Reporting back after some months engaging in continuous publishing, Mark Carrigan finds himself more productive and more attentive to his provisional outputs. Publishing not only his work, but his thoughts and methods, out in the open web has also served to introduce him to new experiences such as podcasting and crowdsourcing.
A few months ago Pat Lockley and I wrote an article for the LSE Impact Blog about continuous publishing. This was actually a phrase introduced by the site’s editor for the title but it perfectly captured what we were trying to get at. Given that I have been semi-consciously trying to do this since then, I thought it would be a good time to try and get some thoughts down about exactly what I take it to mean and how it can work. This is what we wrote at the time:
Perhaps it’s time to move from ‘the Cathedral to the Bazaar’. These metaphors from the open-source software movement refer to contrasting models of software development. In academic terms we might see them as referring to distinct orientations towards publishing: one which works towards the intermittent, largely private, production of one-off works (papers and monographs → cathedrals) and the other which proceeds in an iterative and dialogical fashion, with a range of shorter-term outputs (blog posts, tweets, online articles, podcasts, storified conversations etc) standing in a dynamic and productive relationship with larger-scale traditional publishing projects: the ‘cathedrals’ can be something we build through dialogues, within communities of practice, structured around reciprocal engagement with publications on social media platforms.
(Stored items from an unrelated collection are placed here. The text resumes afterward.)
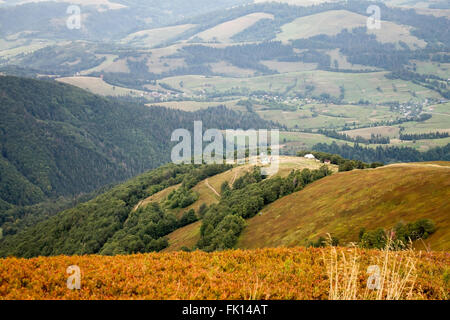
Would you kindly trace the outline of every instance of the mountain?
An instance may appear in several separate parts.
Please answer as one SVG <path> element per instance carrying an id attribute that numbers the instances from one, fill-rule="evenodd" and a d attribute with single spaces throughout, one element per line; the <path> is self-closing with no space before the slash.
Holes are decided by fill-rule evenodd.
<path id="1" fill-rule="evenodd" d="M 291 155 L 319 142 L 418 151 L 450 142 L 435 134 L 450 126 L 444 1 L 90 3 L 80 30 L 64 25 L 66 1 L 2 7 L 0 72 L 184 111 L 251 111 L 286 127 Z M 380 28 L 367 26 L 371 5 Z M 396 159 L 410 160 L 421 161 Z"/>
<path id="2" fill-rule="evenodd" d="M 155 28 L 180 19 L 244 4 L 242 0 L 76 0 L 0 2 L 2 37 L 22 34 L 33 39 L 110 40 L 133 30 Z M 78 6 L 82 14 L 80 29 L 69 29 L 66 22 Z M 118 23 L 120 22 L 120 23 Z"/>
<path id="3" fill-rule="evenodd" d="M 225 107 L 148 107 L 10 76 L 0 76 L 0 111 L 2 208 L 91 192 L 167 163 L 172 131 L 194 120 L 205 130 L 270 126 Z"/>

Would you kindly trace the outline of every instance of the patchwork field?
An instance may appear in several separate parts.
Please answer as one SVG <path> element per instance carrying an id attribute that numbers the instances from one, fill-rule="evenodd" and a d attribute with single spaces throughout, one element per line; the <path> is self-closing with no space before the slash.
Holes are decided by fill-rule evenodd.
<path id="1" fill-rule="evenodd" d="M 377 68 L 373 68 L 370 66 L 364 66 L 360 64 L 352 64 L 347 61 L 347 58 L 339 52 L 339 49 L 334 50 L 328 50 L 326 53 L 330 56 L 331 59 L 331 67 L 335 68 L 335 62 L 337 63 L 337 66 L 339 69 L 345 69 L 345 70 L 380 70 Z"/>
<path id="2" fill-rule="evenodd" d="M 302 105 L 296 111 L 270 110 L 265 106 L 256 106 L 254 109 L 263 119 L 277 121 L 291 129 L 336 129 L 346 124 L 349 127 L 369 126 L 399 116 L 385 106 L 313 103 Z"/>
<path id="3" fill-rule="evenodd" d="M 433 105 L 424 110 L 432 117 L 423 122 L 405 122 L 401 126 L 404 133 L 426 133 L 436 131 L 448 131 L 450 129 L 450 103 Z"/>
<path id="4" fill-rule="evenodd" d="M 101 72 L 101 71 L 124 72 L 124 73 L 130 72 L 130 69 L 128 69 L 128 66 L 126 64 L 126 60 L 122 59 L 121 62 L 123 62 L 123 63 L 116 61 L 119 58 L 119 56 L 117 56 L 117 55 L 103 54 L 103 55 L 96 55 L 96 56 L 104 57 L 105 61 L 103 61 L 101 64 L 99 64 L 98 66 L 96 66 L 94 68 L 81 71 L 80 74 L 82 76 L 88 75 L 92 72 Z"/>
<path id="5" fill-rule="evenodd" d="M 337 140 L 326 137 L 322 134 L 316 133 L 304 133 L 304 132 L 280 132 L 280 140 L 283 147 L 283 151 L 287 152 L 292 149 L 293 152 L 298 150 L 312 150 L 312 147 L 317 143 L 332 143 L 337 144 L 350 144 L 343 140 Z"/>
<path id="6" fill-rule="evenodd" d="M 434 74 L 443 79 L 450 79 L 450 63 L 432 61 L 414 61 L 416 72 L 420 74 Z"/>
<path id="7" fill-rule="evenodd" d="M 287 3 L 289 5 L 297 5 L 297 6 L 312 6 L 325 2 L 336 2 L 336 0 L 254 0 L 255 3 L 265 3 L 265 2 L 280 2 Z"/>
<path id="8" fill-rule="evenodd" d="M 239 68 L 226 61 L 210 63 L 209 66 L 212 72 L 227 77 L 250 77 L 255 74 L 252 69 Z"/>
<path id="9" fill-rule="evenodd" d="M 317 63 L 286 62 L 276 60 L 263 60 L 261 63 L 269 69 L 276 70 L 280 73 L 311 71 L 317 68 Z"/>
<path id="10" fill-rule="evenodd" d="M 14 58 L 21 54 L 29 54 L 39 49 L 54 44 L 54 41 L 50 40 L 32 40 L 27 41 L 24 39 L 16 39 L 21 34 L 9 36 L 6 39 L 0 39 L 0 57 L 1 58 Z"/>
<path id="11" fill-rule="evenodd" d="M 383 137 L 398 137 L 399 128 L 397 127 L 389 127 L 389 126 L 381 126 L 381 127 L 373 127 L 373 128 L 363 128 L 363 129 L 355 129 L 355 130 L 347 130 L 341 131 L 350 137 L 363 137 L 369 139 L 372 134 L 374 135 L 382 135 Z"/>
<path id="12" fill-rule="evenodd" d="M 368 100 L 372 103 L 390 101 L 418 101 L 424 98 L 440 98 L 434 91 L 403 80 L 389 80 L 385 78 L 386 72 L 370 73 L 340 73 L 328 71 L 304 71 L 285 74 L 275 74 L 252 78 L 225 78 L 205 76 L 177 76 L 165 78 L 162 81 L 174 88 L 191 92 L 221 93 L 231 89 L 245 91 L 263 90 L 273 94 L 286 92 L 305 92 L 305 86 L 314 86 L 313 93 L 329 93 L 339 96 L 340 87 L 345 88 L 345 100 L 358 102 Z M 183 88 L 180 82 L 183 82 Z M 294 86 L 295 85 L 295 86 Z M 394 87 L 397 91 L 394 90 Z"/>

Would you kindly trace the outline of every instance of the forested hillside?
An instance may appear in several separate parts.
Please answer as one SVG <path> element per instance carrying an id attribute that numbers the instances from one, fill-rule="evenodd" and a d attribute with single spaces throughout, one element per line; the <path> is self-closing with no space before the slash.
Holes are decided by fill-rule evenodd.
<path id="1" fill-rule="evenodd" d="M 102 98 L 50 81 L 0 77 L 0 208 L 93 191 L 170 160 L 170 135 L 268 127 L 225 107 L 194 113 Z M 0 219 L 1 220 L 1 219 Z"/>

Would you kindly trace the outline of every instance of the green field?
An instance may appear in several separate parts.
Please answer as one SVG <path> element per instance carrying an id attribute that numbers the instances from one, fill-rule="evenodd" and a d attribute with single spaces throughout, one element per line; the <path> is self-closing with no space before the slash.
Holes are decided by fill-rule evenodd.
<path id="1" fill-rule="evenodd" d="M 342 107 L 343 110 L 351 112 L 351 109 L 346 109 L 346 106 L 334 106 L 339 109 Z M 364 108 L 370 110 L 371 107 L 364 106 L 348 106 L 349 108 L 355 108 L 355 110 L 361 109 L 359 112 L 353 112 L 356 123 L 359 125 L 368 125 L 372 120 L 375 119 L 375 112 L 378 113 L 377 120 L 389 120 L 389 118 L 396 116 L 395 113 L 390 112 L 387 107 L 372 107 L 374 109 L 374 117 L 365 118 L 367 113 L 364 112 Z M 321 110 L 320 108 L 324 108 L 324 105 L 315 105 L 316 110 Z M 391 126 L 377 126 L 377 127 L 365 127 L 361 129 L 354 130 L 346 130 L 341 131 L 341 133 L 345 133 L 351 137 L 361 136 L 363 138 L 370 138 L 372 134 L 381 135 L 383 137 L 390 137 L 392 146 L 406 146 L 414 149 L 418 149 L 420 151 L 426 151 L 429 148 L 433 147 L 442 147 L 450 143 L 450 138 L 441 138 L 441 139 L 421 139 L 416 141 L 400 141 L 399 134 L 400 128 L 404 128 L 403 134 L 415 134 L 415 133 L 432 133 L 432 132 L 450 132 L 450 114 L 445 112 L 450 112 L 450 103 L 433 105 L 425 108 L 425 112 L 430 113 L 430 110 L 433 110 L 432 117 L 426 121 L 417 122 L 404 122 L 402 124 L 391 125 Z M 281 111 L 264 111 L 258 112 L 263 118 L 267 120 L 279 120 L 280 123 L 287 125 L 292 128 L 293 125 L 297 124 L 300 129 L 318 129 L 318 128 L 330 128 L 334 129 L 339 126 L 342 126 L 345 121 L 339 117 L 329 117 L 322 116 L 319 113 L 319 116 L 312 118 L 301 118 L 299 114 L 305 113 L 306 111 L 297 111 L 297 112 L 281 112 Z M 358 118 L 359 115 L 359 118 Z M 351 125 L 350 125 L 351 127 Z M 311 148 L 316 143 L 332 143 L 337 142 L 338 144 L 350 144 L 353 145 L 352 142 L 337 140 L 334 138 L 326 137 L 322 134 L 317 133 L 303 133 L 303 132 L 281 132 L 280 140 L 283 145 L 285 145 L 285 150 L 289 149 L 302 149 L 302 150 L 311 150 Z M 369 147 L 377 147 L 378 144 L 368 145 Z"/>
<path id="2" fill-rule="evenodd" d="M 433 105 L 424 110 L 432 115 L 431 119 L 423 122 L 406 122 L 401 126 L 405 133 L 427 133 L 450 130 L 450 103 Z"/>
<path id="3" fill-rule="evenodd" d="M 450 79 L 450 63 L 433 61 L 414 61 L 416 72 L 420 74 L 433 74 L 443 79 Z"/>

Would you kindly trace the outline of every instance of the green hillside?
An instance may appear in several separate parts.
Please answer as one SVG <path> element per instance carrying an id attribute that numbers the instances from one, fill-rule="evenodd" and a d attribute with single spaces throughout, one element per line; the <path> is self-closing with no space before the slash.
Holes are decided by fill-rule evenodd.
<path id="1" fill-rule="evenodd" d="M 159 251 L 182 219 L 163 208 L 133 210 L 139 200 L 179 183 L 190 184 L 229 169 L 226 165 L 165 165 L 95 199 L 0 240 L 0 256 L 118 254 Z"/>
<path id="2" fill-rule="evenodd" d="M 166 165 L 6 235 L 0 256 L 302 246 L 326 233 L 345 245 L 357 242 L 362 228 L 420 219 L 436 225 L 427 246 L 448 249 L 448 162 L 331 176 L 336 167 L 321 166 L 283 157 L 280 173 L 264 178 L 249 165 Z"/>

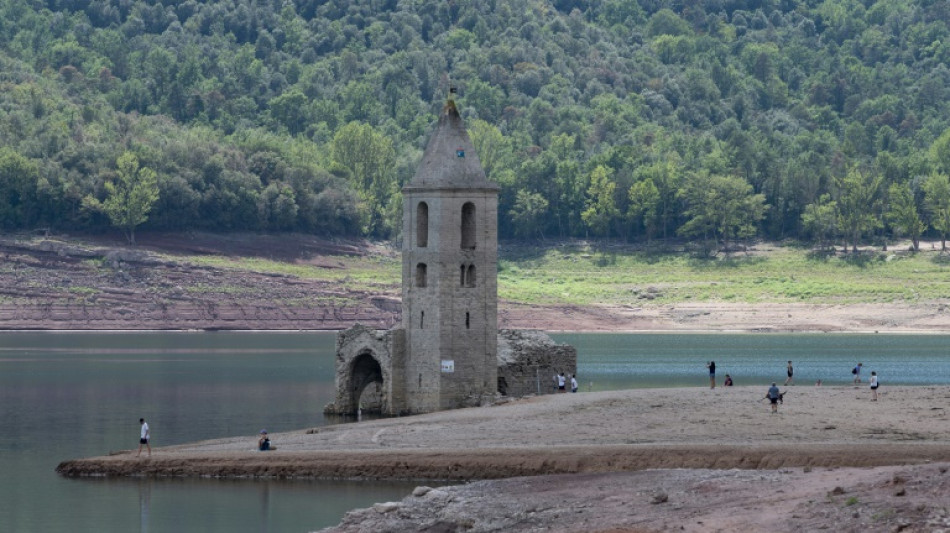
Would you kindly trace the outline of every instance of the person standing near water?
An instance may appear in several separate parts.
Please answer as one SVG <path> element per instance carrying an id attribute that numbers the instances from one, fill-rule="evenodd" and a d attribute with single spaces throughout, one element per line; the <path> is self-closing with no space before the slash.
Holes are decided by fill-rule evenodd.
<path id="1" fill-rule="evenodd" d="M 716 388 L 716 362 L 710 361 L 706 363 L 706 368 L 709 369 L 709 388 Z"/>
<path id="2" fill-rule="evenodd" d="M 782 397 L 782 393 L 779 392 L 778 386 L 773 382 L 772 386 L 769 387 L 769 392 L 765 395 L 766 398 L 772 403 L 772 412 L 778 412 L 778 400 Z"/>
<path id="3" fill-rule="evenodd" d="M 149 432 L 148 422 L 146 422 L 144 418 L 140 418 L 139 424 L 142 426 L 141 430 L 139 431 L 139 453 L 137 453 L 135 456 L 138 457 L 142 455 L 142 446 L 144 445 L 146 448 L 148 448 L 148 456 L 151 457 L 152 445 L 149 444 L 149 440 L 152 439 L 152 434 Z"/>
<path id="4" fill-rule="evenodd" d="M 858 363 L 858 366 L 851 369 L 851 373 L 854 374 L 854 382 L 861 383 L 861 363 Z"/>
<path id="5" fill-rule="evenodd" d="M 792 362 L 788 362 L 788 366 L 785 368 L 785 373 L 788 374 L 788 377 L 785 378 L 785 384 L 788 385 L 793 381 L 792 374 L 794 374 L 794 369 L 792 368 Z"/>
<path id="6" fill-rule="evenodd" d="M 877 401 L 877 372 L 871 372 L 871 401 Z"/>
<path id="7" fill-rule="evenodd" d="M 577 392 L 577 376 L 571 374 L 571 392 Z"/>

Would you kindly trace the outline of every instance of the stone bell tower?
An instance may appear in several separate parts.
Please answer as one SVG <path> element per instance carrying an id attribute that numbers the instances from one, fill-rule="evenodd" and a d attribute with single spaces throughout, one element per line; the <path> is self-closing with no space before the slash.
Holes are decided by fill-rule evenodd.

I have been trying to do this for a range of things I’ve been working on since then: my PhD, my asexuality research, a twitter action research project I’m doing with Salma Patel and the (slightly fuzzy) idea for a monograph about digital academia I plan to start next year. In essence I’ve been trying to take a range of things I would be doing anyway and instead do them out in the open:
- Brain storming sessions e.g. 11 random thoughts on asexuality studies
- Cataloguing and reviewing literature e.g. meta-ethnography, the myth of academic autonomy
- Developing my ideas in a way which sits between brain storming and formal writing e.g. some thoughts on getting academics to use Twitter, a useful metaphor for teaching academics about twitter,the cultural significance of asexuality, a quick post on attachment theory and my PhD
- Reflection on work I’ve been engaging with e.g. some thoughts on socialization and personhood
- Developing presentations e.g. interrogating sex and gender categories: an asexual case study, my TEDx idea
- Posting homeless bits of academic work which have been cut from papers but I don’t want to forget about e.g. the idea of ‘emotional’ purchase,
- Doing chunks of formal writing e.g. the discursive gap
- Planning forthcoming writing projects e.g. late capitalism and sexual culture
There are also two other uses which fall outside the category of stuff I would be doing anyway. Since thinking about the idea of continuous publishing I’ve been more conscious of the motivation for some of the podcasts I do e.g. this one with Nick Crossley. If I’m engaging heavily with a book as part of my research and it’s logistically feasible to do a podcast, there’s absolutely nothing to be lost by e-mailing the person to ask if I can do a podcast. Pretty much everyone I’ve ever approached has said yes, although it has sometimes taken a long time to schedule. The fact that I’m posting them on a fairly well developed website as well as my own probably helps but I suspect:
- Some people would have agreed anyway
- If more people start producing academic podcasts then they’ll rapidly get accepted as a form of publication in their own right
- If this happens then it will create a natural opening for Multi-Author Blogs to start actively soliciting podcast contributions
If you’re engaging with someone’s book anyway it makes you the most natural interviewer in the world. Preparing for the interview doesn’t really constitute any additional work because the questions stem from your own engagement, albeit filtered through some sense of the podcast as a listenable end product.
As well as podcasts, there is crowd sourcing, which I’m increasingly realising is an enormous benefit of engaging heavily with the academic twittersphere. For instance see the results of this request for help prior to a Twitter workshop I was doing. I was later able to incorporate this into the workshop, as well as the overarching project, in a number of deeply valuable ways. Compiling such crowd sourcing efforts by hand is very quick and I’m fairly certain there must be an automated way of doing it. The ensuing compilations then constitute a useful resource in their own right.
I increasingly can’t imagine working in any other way. The fact that these provisional outputs are published makes me more attentive to them then if I was just scribbling them down on paper (my handwriting is basically illegible when I get overly-enthusiastic and I have files full of notes I can barely read from before I started working like this) or doing mind maps on my iPad (more useful but if I come back to them months later, my grasp on the conceptual structure of the map has diminished). The fact that people do read them is rather pleasant and changes the experiences of developing ideas in a subtle way which I can’t quite get into words. My productivity has actually increased (a little bit in terms of formal outputs, very much in terms of continuing to develop projects) at a time when I’m massively over-committed and my attention is split between 20 things at once.
Furthermore, it’s just fun to regularly throw stuff out there to see what people make of it.